■ [大事なこと]嘘
Obさんと話しました。Obさんからは到達度別指導の是非に関する疑問が私にぶつけられました。私は、今までの本に書いたように、認知研究にもとづく問題点(つまづきの多様性、自動化)、学び合い研究に基づく問題点(学習の上下に拘らない子どもが作り上げる学びの集団、学習達成度と心不分離・・)を語りました。Knさんは、「また言っている」と感じながらニコニコしています。また、Tさんは、混ざりたいような、重すぎるような・・という感じで避難してしまいました。でも、二人がいなくなってから、大事なことを語りました。
到達度別指導には色々な問題点があります。私が今まで語ったこと、また、Obさんが好きなSM先生の主張・・、いろいろあります。でも、最も重要な問題点は、教師が本当の目標を語れないということです。到達度別指導をやっている学校の先生は、子どもたちに対して、到達度別指導をやるとき、何と語っているでしょうか?おそらく、嘘を言っているはずです。だって、到達度別指導をちゃんと説明すれば、「出来ない子どもは出来る子どもの勉強の邪魔」、「出来る子どもは出来ない子どもの勉強の邪魔」ということになります。そんなことを教師は口が裂けても言えないはずです。もしそうであったら、到達度別指導の時間以外 も、同級生は邪魔ということになるわけですから。だから、教師の方は、子どもや親に、口当たりの良い言葉でごまかします。でもね。そんな言葉を信じている子どもや親っているのでしょうか?いないでしょうね。そんな状態で、子どもは「やるぞ!」と思うでしょうか?無理でしょうね。「やるぞ!」と子どもが思わなくて、どれだけの成果を上げられるでしょうか?無理でしょうね。そして、そんな状態の子どもは適当に教師をあしらいます。例えば、「自分のペースでやれるんだよ」と到達度別指導を口当たりの良い言葉で誤魔化せば、子どもはその言葉を信じません。でも、適当に勉強して「自分のペースでやったんだ」と言い訳をします。
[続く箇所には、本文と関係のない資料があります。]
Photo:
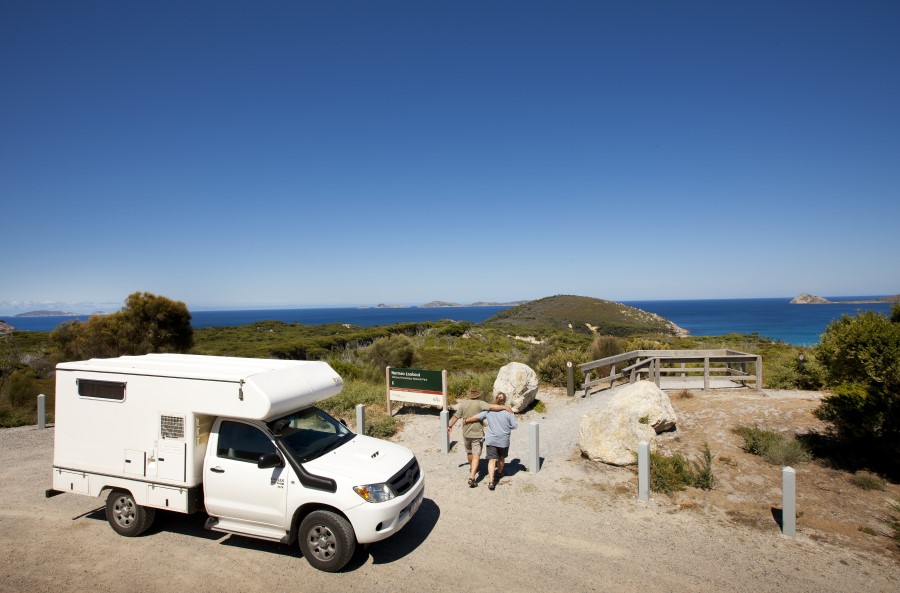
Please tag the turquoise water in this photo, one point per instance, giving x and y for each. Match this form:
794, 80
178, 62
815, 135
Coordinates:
773, 318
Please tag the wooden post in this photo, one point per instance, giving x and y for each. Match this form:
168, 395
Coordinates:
360, 419
788, 501
42, 411
445, 434
534, 452
759, 373
387, 390
643, 471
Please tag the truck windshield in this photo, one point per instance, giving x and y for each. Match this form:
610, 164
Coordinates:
311, 432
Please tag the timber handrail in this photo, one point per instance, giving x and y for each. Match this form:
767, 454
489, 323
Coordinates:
653, 363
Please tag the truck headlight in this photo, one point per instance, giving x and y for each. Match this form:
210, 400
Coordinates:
375, 492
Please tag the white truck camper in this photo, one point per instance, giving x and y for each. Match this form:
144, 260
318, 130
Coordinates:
238, 438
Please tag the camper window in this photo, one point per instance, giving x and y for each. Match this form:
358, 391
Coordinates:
113, 390
242, 442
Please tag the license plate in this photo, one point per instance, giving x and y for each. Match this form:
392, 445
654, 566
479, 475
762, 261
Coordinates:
416, 504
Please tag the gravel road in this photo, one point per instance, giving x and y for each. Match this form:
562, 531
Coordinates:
573, 526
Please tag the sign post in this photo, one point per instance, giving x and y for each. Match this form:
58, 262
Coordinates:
418, 386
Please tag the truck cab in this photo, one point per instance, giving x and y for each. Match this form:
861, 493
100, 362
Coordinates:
239, 438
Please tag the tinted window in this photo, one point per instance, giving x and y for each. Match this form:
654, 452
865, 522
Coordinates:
242, 442
113, 390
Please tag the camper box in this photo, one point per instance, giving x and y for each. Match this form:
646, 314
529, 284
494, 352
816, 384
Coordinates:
237, 438
147, 418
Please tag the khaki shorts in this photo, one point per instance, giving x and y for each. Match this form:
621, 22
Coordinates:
474, 446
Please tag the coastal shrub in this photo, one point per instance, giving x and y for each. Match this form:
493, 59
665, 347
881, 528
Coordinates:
354, 392
861, 358
672, 473
380, 425
553, 371
772, 446
396, 350
866, 481
20, 388
147, 323
460, 383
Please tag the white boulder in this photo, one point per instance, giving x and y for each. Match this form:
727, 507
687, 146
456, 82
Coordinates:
635, 413
520, 384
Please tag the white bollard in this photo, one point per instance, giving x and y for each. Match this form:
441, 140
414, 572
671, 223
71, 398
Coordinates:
42, 411
644, 471
534, 453
445, 434
788, 501
360, 419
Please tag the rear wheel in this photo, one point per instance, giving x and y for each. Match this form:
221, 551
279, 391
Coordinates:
126, 516
327, 540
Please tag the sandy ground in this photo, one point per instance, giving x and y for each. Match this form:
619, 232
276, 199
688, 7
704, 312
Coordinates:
572, 526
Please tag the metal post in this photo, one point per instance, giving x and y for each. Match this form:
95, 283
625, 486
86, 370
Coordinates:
42, 411
643, 471
788, 501
360, 419
534, 454
445, 434
759, 373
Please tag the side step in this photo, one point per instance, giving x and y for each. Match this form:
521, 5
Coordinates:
272, 534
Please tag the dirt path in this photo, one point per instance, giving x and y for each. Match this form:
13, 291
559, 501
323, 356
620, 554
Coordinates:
573, 526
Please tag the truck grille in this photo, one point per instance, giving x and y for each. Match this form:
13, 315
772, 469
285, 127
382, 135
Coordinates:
406, 478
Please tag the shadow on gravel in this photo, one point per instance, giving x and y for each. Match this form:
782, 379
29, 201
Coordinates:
405, 541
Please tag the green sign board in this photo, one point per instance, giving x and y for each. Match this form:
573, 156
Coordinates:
417, 386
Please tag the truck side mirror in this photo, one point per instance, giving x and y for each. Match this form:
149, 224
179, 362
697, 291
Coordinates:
269, 460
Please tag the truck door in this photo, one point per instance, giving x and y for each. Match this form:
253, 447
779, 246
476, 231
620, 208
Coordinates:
234, 487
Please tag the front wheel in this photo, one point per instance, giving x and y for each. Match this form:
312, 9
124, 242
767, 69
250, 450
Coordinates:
126, 516
327, 540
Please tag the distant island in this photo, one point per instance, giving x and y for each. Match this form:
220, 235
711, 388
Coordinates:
436, 304
440, 304
809, 299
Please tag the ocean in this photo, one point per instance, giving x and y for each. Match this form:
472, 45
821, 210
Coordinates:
773, 318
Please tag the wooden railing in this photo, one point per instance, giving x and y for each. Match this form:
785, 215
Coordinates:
653, 364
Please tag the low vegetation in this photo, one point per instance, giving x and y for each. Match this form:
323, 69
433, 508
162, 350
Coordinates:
672, 473
774, 447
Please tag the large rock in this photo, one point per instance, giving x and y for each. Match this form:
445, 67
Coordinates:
519, 382
635, 413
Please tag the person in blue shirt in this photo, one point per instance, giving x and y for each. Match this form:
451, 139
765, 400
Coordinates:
500, 425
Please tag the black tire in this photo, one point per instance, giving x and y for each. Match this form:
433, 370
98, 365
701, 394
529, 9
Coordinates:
127, 517
327, 540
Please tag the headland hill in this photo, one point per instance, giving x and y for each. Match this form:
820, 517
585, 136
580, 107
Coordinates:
809, 299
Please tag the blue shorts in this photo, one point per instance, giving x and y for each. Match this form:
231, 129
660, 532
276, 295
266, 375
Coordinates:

教師が願い持つなら、それをちゃんと子どもに語れなければなりません。それが語れないならば、自分の学校教育の目標が定まっていないことを示します。100の問題点より、この嘘の罪が重いと思います。
■ [大事なこと]放任と任せる
我々の主張する「任せる」と「放任」の違いは、分からない人にとっては微妙ですし、誤解しがちです。でも、現M1の方、3年生の方には分かって欲しいと思います。おそらく、皆さんとの2年間のおつきあいの中で、この半年が一番重要です。関わる頻度は一番多いと思います。何故なら、目標の設定の時期だからです。目標の設定とは、教師が関わらなくても学習者が方法を自主的に判断できるようになるための過程です。つまり、「どうしたらいいか?」を悩まずにすむ過程です。「どのようにしたらいいか?」を悩んでいる間は、教師は関わるべきです。それをしないで「任せる」のは「放任」です。でも、いつまでも「関わる」としていならば、教師の指導力が問われます。いつまでも教師に頼っているならば、それは教師の力がないことを示します。
最初に関わることは必要ですが、関わり方は吟味する必要があります。私は皆さんと関わるのは1週間に1回程度です。何故なら、研究には「資料を読む」、「自分で考える」、「人(私以外)と語り合う」時間が必要だからです。毎日毎日関わっては、それらが出来ません。教師が語る必要があることは実はそれほど多くありません。ちゃんとしたテキストを用意すれば、それを読むだけです。教師が語っていることの多くは、「定型的」なものが多いものです。その定型的なものはテキストにしやすいものです。それを学習者に提供すれば、わざわざ演説する必要はありません。我々の研究室の場合は7冊の本がそれにあたります。